How one Hillyard apartment complex has redefined itself
SPOKANE, Wash. — Today Regal Arms apartments in Hillyard is a far cry from what it was just a few years ago.
“We had a lot of drugs and stuff going on here,” said community manager, Susan Prindiville.
Just three years ago, she says having a car stolen out of the parking lot wasn’t all that uncommon and the place’s reputation wasn’t a good one.
“I had a resident once tell me, why are you worrying about what we are doing,” said Prindiville, “we live in a ghetto. I took that home with and thought about it all night.”
But then Prindiville entered the picture and earned herself the nickname, the ‘Pitbull with Lipstick” because she was nice but tough in her efforts to turn around the apartment complex.
“Regal arms used to be a very hard place to live,” she said, “but its not anymore.”
She signed the low-income apartment complex up for the C.O.P.S Crime Free Multi-Housing Program, which is funded by the Spokane Police Department and the City of Spokane.
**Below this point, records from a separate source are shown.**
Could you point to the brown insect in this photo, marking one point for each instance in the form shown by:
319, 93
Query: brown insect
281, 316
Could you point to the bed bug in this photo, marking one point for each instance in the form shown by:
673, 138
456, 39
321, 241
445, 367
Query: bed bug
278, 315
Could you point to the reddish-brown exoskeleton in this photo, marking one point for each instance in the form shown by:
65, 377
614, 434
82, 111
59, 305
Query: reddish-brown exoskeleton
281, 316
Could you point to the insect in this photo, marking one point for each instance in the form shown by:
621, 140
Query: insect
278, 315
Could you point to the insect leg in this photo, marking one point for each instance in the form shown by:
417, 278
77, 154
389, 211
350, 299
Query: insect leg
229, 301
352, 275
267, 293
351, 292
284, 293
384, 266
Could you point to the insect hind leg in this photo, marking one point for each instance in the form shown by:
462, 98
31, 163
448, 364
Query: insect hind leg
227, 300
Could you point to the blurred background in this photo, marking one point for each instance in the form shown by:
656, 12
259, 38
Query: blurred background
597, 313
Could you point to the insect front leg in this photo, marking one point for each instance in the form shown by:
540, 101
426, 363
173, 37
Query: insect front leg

“Just because you are in a lower income bracket, that doesn’t mean you aren’t the same type of people that are living in the $50-60,000 income bracket,” she said.
And so began the property’s new lease on life.
“We made the apartments so nice that it wasn’t a safe haven for folks who didn’t want to live in a good home,” said Prindville.
As part of the police supported program, a designated officer began making the rounds around the apartment complex and reaching out to the residents developing contacts and establishing relationships.
“It works because they know me and they trust me,” said Scott Hice, a Neighborhood Action Resource Officer, “they might have been a little wary of police, to begin with.”
From there a number of arrests were made and the area began to get a little safer, but the transformation didn’t end there. Prindville says she took all the legal steps required to evict a number of nuisance residents. She says five were forcefully evicted and four others chose to leave.
Through her hard work, and through the willingness of the complex’s residents to change the area’s reputation police have seen a notable improvement.
“Calls for service out of this complex have gone from about 22-25 a month to about 2 or 3,” said Hice.